Poster #7 - Krystal Kuang

Understanding the role of LINE-1 expression in Hematopoietic Stem Cell development using targeted long-read RNA sequencing

Krystal Kuang1, Dewan Shrestha2, Jinchuan Xing1,3, Yong Cheng2 1 Department of Genetics, Rutgers, The State University of New Jersey, Piscataway, NJ, USA 2 Department of Hematology, St. Jude's Children's Research Hospital, Memphis, TN, USA 3 Human Genetics Institute of New Jersey, Rutgers, The State University of New Jersey, Piscataway, NJ, USA

Long Interspersed Element-1 (LINE-1 or L1) is the only autonomous retrotransposon in the modern human genome, contributing to genetic diversity and genomic instability. However, studying L1 expression has been hampered by technical limitations. Specifically, short-read sequencing lacks the specificity to resolve evolutionarily young L1 loci due to their high sequence similarity, and conventional long-read RNA sequencing suffers from limited coverage because of the low level of L1 expression in most cells. To address these challenges, we developed a targeted long-read sequencing approach leveraging Oxford Nanopore Technology to enrich for young, active L1 elements. Using a panel of 54 custom-designed probes, we applied the protocol to human erythroid progenitor cells.
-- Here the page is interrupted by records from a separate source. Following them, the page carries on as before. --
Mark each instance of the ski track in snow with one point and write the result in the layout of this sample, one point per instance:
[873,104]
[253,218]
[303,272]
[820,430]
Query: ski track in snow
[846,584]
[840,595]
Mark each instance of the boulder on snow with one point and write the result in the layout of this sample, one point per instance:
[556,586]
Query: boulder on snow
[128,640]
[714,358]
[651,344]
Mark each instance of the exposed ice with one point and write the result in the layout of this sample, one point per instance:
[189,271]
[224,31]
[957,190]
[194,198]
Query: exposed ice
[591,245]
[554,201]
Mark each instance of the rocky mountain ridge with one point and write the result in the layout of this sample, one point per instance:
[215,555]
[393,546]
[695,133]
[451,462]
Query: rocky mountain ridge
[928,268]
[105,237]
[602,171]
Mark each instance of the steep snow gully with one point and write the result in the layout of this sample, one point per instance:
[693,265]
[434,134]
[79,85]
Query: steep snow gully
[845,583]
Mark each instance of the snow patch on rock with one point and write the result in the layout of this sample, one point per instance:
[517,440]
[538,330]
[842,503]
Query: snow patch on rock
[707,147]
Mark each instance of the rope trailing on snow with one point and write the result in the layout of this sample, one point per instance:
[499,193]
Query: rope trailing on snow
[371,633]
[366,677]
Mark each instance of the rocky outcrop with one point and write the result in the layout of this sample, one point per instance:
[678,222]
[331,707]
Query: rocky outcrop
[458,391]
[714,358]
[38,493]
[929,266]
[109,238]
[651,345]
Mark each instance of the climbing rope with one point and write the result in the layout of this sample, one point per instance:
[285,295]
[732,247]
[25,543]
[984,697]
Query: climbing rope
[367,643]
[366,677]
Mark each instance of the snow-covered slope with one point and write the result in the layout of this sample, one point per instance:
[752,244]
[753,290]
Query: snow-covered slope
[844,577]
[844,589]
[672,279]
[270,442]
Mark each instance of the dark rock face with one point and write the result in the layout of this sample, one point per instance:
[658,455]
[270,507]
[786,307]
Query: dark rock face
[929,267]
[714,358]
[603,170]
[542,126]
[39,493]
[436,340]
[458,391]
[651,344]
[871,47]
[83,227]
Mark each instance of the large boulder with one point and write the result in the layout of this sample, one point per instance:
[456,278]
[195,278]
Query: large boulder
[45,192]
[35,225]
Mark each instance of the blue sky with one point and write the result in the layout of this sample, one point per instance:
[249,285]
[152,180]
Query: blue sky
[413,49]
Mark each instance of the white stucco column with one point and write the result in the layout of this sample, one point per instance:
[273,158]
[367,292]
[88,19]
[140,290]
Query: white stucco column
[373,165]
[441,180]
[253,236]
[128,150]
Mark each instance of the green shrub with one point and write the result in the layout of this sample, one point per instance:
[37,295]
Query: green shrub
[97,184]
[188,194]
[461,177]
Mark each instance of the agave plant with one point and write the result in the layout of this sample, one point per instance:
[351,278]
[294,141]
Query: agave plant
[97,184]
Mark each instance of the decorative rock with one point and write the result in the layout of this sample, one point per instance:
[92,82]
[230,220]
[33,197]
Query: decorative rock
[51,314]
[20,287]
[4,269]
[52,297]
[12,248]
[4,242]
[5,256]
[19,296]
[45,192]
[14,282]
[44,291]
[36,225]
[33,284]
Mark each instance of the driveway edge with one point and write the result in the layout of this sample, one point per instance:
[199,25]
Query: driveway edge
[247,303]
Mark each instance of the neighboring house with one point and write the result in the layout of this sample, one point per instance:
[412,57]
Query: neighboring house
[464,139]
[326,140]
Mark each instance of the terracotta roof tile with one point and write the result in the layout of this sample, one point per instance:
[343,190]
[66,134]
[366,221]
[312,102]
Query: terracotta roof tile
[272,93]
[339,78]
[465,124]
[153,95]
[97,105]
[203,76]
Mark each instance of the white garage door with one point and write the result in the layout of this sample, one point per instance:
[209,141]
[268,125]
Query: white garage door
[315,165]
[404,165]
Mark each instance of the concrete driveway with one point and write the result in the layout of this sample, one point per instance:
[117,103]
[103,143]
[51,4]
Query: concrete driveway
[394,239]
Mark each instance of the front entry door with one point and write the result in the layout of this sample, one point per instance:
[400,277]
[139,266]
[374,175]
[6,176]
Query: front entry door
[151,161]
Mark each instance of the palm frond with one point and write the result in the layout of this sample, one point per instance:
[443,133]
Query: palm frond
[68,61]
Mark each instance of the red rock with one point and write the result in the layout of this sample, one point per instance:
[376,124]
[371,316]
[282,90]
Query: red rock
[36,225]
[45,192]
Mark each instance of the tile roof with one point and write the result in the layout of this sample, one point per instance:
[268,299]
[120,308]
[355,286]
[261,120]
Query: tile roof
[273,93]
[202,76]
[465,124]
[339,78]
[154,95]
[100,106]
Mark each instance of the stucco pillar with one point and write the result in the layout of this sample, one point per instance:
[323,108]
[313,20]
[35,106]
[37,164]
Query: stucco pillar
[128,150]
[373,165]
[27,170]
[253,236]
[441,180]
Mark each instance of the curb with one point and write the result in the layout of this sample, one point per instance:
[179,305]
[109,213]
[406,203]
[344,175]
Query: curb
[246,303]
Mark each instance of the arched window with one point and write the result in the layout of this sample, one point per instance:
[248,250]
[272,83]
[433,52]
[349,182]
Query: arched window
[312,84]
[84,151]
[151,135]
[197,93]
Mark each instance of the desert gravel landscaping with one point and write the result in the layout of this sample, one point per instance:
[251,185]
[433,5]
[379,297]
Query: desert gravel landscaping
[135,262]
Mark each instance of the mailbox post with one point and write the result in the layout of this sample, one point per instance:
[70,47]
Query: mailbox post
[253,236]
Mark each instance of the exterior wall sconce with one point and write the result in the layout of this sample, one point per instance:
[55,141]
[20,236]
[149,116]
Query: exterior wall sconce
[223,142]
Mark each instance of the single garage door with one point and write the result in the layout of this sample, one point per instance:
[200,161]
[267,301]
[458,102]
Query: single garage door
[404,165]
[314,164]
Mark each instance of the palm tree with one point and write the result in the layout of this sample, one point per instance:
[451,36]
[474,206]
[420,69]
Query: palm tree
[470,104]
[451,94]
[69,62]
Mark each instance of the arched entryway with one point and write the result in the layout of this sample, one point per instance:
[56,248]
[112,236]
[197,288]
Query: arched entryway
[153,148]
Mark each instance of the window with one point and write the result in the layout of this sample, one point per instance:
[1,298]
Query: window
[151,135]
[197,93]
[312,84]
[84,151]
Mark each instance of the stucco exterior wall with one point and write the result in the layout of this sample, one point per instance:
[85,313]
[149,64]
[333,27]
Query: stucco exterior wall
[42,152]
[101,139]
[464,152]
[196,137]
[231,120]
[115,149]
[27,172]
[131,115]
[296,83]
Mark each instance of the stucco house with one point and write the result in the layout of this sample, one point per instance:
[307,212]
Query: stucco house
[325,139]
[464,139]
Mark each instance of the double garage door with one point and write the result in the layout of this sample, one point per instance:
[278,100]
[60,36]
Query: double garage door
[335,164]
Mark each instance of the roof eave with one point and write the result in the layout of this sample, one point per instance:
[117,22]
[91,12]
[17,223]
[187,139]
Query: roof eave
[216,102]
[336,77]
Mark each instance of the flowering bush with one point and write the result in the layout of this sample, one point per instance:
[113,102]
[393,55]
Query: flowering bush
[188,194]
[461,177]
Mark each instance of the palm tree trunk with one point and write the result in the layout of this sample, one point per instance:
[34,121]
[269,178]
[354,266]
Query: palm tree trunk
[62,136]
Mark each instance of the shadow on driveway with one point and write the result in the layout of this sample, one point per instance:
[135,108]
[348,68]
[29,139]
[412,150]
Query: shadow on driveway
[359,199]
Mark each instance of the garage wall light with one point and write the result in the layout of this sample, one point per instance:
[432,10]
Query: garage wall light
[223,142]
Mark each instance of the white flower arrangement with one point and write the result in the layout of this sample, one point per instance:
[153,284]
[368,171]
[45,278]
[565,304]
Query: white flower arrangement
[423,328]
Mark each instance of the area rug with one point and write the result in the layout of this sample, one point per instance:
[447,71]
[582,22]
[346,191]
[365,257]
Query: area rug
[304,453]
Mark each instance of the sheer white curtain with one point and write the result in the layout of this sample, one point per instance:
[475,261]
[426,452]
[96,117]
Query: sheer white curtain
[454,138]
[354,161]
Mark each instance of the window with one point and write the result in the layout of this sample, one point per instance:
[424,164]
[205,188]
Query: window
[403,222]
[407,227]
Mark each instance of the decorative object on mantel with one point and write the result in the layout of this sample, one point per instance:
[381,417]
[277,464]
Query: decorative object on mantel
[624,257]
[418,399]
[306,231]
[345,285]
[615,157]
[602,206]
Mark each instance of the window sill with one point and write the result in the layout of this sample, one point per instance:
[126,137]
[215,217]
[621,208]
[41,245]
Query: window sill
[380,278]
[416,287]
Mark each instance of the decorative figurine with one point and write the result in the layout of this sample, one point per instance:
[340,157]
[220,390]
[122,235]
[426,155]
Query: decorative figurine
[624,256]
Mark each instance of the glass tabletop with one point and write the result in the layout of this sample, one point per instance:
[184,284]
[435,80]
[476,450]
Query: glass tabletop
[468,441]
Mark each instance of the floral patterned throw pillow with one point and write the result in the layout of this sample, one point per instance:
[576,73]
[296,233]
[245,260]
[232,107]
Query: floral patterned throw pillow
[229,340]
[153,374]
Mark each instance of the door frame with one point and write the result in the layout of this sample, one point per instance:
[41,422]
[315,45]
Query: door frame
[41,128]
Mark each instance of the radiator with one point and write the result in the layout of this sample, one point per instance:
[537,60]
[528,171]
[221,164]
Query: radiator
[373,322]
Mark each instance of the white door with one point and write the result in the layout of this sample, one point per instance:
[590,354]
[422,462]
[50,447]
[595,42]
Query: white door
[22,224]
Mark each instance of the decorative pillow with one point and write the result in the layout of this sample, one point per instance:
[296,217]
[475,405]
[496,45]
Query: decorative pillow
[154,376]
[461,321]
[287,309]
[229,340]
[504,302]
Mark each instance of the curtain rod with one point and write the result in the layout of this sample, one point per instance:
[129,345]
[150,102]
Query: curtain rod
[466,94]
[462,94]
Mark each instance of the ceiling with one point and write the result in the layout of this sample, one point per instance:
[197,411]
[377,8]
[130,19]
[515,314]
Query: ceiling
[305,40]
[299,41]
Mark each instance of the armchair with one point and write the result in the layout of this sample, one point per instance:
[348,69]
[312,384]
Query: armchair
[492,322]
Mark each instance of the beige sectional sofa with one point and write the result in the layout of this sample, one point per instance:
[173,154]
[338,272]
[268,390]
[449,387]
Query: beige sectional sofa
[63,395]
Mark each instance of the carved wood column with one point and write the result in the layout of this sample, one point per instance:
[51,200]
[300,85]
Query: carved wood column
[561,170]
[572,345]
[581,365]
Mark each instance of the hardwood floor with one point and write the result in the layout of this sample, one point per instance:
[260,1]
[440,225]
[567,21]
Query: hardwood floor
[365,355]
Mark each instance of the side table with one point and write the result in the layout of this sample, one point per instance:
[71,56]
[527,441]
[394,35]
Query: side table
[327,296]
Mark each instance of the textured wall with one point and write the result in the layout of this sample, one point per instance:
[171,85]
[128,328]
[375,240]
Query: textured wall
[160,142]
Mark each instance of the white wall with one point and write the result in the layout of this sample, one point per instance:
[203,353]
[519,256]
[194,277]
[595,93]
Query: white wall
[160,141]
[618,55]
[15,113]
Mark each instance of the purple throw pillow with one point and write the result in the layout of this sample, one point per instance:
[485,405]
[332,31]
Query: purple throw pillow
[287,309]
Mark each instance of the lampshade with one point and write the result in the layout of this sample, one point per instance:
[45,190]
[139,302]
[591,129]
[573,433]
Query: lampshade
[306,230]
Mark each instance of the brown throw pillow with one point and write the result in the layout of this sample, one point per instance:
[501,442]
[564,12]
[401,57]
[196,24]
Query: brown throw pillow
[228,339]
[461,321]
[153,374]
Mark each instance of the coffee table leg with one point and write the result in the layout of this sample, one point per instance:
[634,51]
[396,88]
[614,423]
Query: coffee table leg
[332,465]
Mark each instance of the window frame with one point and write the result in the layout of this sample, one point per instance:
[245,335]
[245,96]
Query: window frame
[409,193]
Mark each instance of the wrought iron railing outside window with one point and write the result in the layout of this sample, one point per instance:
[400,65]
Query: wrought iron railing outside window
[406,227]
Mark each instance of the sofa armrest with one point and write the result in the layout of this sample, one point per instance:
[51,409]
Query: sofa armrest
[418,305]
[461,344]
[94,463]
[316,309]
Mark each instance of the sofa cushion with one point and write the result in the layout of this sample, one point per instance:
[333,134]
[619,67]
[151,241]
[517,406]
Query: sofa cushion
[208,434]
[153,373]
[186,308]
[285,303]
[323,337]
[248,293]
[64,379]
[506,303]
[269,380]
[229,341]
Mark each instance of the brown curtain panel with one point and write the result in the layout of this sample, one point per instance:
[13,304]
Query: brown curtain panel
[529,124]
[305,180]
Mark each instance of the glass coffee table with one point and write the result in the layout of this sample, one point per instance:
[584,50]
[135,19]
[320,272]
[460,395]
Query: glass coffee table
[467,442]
We then developed a bioinformatics pipeline to detect young, active L1 transcripts. Reads were quality-checked and annotated with RepeatMasker, and low-confidence reads (<1kb in length, L1 >10% divergence from the consensus, etc.) were excluded to retain high-confidence reads containing L1 sequences. Resulting reads were mapped to a reference genome using Minimap2. To identify locus-specific expression and genomic context of active L1s, the high-confidence L1 loci were selected based on the sequence features (e.g., containing poly(A) tail), genomic contexts (e.g., no overlap with gene exons, reads start within L1 promoters, etc.). We further validated candidate L1 loci with Interactive Genome Viewer visualization. Preliminary results confirmed the expression of multiple high-confidence L1 loci, including those located within the genomic context of the hemoglobin subunit beta (HBB) gene. These results highlight the utility of targeted long-read approaches for precise characterization of retrotransposon activity and reveal transcription of young L1 elements in erythroid progenitors. Further long-read sequencing investigations may provide insight into how L1s influence HSC development and differentiation.